La Cour suprême met un frein aux pouvoirs étendus de Bush
Mais ne pas oublier quand même qui est derrière Bush et qui s'est vraiment arrogé le pouvoir...
La Cour suprême met un frein aux pouvoirs étendus de Bush
La décision prise jeudi par les juges de la Cour suprême marque ‘la fin de l'état d'urgence sécuritaire qui a dominé pendant près de cinq ans’, selon le commentateur David Ignatius dans un point de vue publié dans le Washington Post. ‘Après le 11 Septembre, le vice-président Cheney et son conseiller juridique David Addington ont réclamé pour l'exécutif un pouvoir illimité. Ils ont intimidé ou ignoré les critiques au sein de la Maison Blanche et ont créé un système secret hors du contrôle des deux autres branches du pouvoir’, le législatif et le judiciaire, ajoute-t-il. La décision montre que ‘même le président doit se soumettre au droit’, renchérit Jonathan Turley, professeur de droit à l'université George Washington, à Washington. L'invalidation des tribunaux d'exception de Guantanamo ‘concerne davantage la tentative du président de redéfinir la présidence que les tribunaux eux-mêmes’, estime-t-il. Mais des républicains contestent cette interprétation. ‘Ce n'est pas le revers majeur décrit par les journaux’, a affirmé vendredi le sénateur John Cornyn sur la chaîne de la télévision Fox News. Selon lui, une solution peut facilement être trouvée : ‘Tout ce que avons à faire est de voter une loi disant que nous adoptons ces tribunaux militaires’. En 2004, la Cour suprême avait déjà mis un frein aux pouvoirs que le président Bush s'était octroyés après le 11 Septembre. Dans le jugement, dit ‘Hamdi contre Rumsfeld’, elle avait limité la capacité de l'administration Bush à détenir des prisonniers indéfiniment sans procédure légale.
Ce n'est pas la première fois dans l'histoire américaine récente que le pouvoir exécutif est canalisé. En 1973, le Congrès américain avait voté la Loi dite sur les pouvoirs de guerre en réaction à la manière dont les présidents Lyndon Johnson et Richard Nixon avaient mené la guerre du Vietnam sans l'approbation du Congrès. La loi donne 90 jours au président pour obtenir l'accord du Congrès après avoir envoyé des troupes au combat. Le vice-président Dick Cheney, qui a une très grande influence au sein de l'administration, estime, selon de nombreux commentateurs, que l'exécutif américain doit retrouver le pouvoir qu'il a en partie cédé à la suite du scandale du Watergate en 1974.
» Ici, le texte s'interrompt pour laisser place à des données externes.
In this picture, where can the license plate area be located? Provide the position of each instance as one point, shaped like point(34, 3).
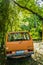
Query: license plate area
point(19, 52)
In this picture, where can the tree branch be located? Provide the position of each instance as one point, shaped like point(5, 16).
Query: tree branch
point(41, 18)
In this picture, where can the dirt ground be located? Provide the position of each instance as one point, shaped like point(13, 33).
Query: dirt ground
point(35, 59)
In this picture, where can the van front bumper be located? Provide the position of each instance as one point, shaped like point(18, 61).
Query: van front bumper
point(19, 55)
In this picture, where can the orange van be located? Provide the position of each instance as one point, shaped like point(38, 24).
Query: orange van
point(19, 44)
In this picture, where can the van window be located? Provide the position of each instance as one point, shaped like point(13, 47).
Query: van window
point(18, 36)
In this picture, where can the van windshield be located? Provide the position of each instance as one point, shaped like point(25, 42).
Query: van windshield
point(18, 36)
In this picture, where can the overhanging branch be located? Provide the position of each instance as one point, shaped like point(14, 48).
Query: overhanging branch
point(41, 18)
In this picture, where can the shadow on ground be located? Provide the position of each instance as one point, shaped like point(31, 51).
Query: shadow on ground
point(21, 61)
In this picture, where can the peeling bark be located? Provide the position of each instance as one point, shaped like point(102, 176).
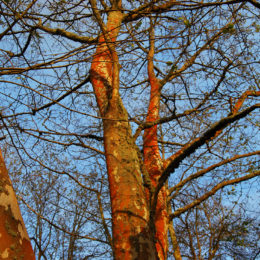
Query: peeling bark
point(132, 238)
point(14, 240)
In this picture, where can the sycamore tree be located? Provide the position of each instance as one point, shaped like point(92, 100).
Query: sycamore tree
point(125, 116)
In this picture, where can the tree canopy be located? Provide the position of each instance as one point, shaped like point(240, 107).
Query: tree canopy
point(116, 112)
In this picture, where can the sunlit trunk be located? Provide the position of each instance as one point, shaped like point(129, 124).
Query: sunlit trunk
point(14, 240)
point(132, 238)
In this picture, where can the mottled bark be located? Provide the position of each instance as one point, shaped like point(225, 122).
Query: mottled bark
point(14, 240)
point(132, 238)
point(152, 158)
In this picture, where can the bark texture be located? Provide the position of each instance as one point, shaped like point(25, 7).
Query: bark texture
point(14, 240)
point(132, 238)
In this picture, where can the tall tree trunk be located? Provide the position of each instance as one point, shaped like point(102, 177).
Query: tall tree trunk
point(132, 238)
point(14, 240)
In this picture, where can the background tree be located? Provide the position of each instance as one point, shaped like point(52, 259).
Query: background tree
point(72, 71)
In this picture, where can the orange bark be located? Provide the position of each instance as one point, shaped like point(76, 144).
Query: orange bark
point(14, 240)
point(132, 238)
point(152, 158)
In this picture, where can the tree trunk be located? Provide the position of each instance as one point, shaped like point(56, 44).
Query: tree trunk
point(132, 236)
point(14, 240)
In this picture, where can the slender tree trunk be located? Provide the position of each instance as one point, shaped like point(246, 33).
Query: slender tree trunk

Le magazine américain le New Yorker a publié dans sa dernière édition un long portrait de David Addington, le conseiller juridique du vice-président. Cet homme de l'ombre est décrit par l'auteur de l'enquête, Jane Mayer, comme ayant ‘joué un rôle central dans l'élaboration de la stratégie juridique de l'administration concernant la guerre contre le terrorisme’. Cette stratégie considère que le président, en tant que commandant en chef, a le pouvoir de passer outre les règles qui encadrent l'exercice du pouvoir - que ce soit l'interdiction de la torture, des détentions secrètes ou des écoutes extrajudiciaires -, si la sécurité nationale l'impose. Au nom de la ‘guerre contre le terrorisme’, la Cia détient ainsi au secret des islamistes soupçonnés de terrorisme et les services de renseignement ont procédé à des écoutes de communications téléphoniques entre les Etats-Unis et l'étranger au détriment du respect de la vie privée.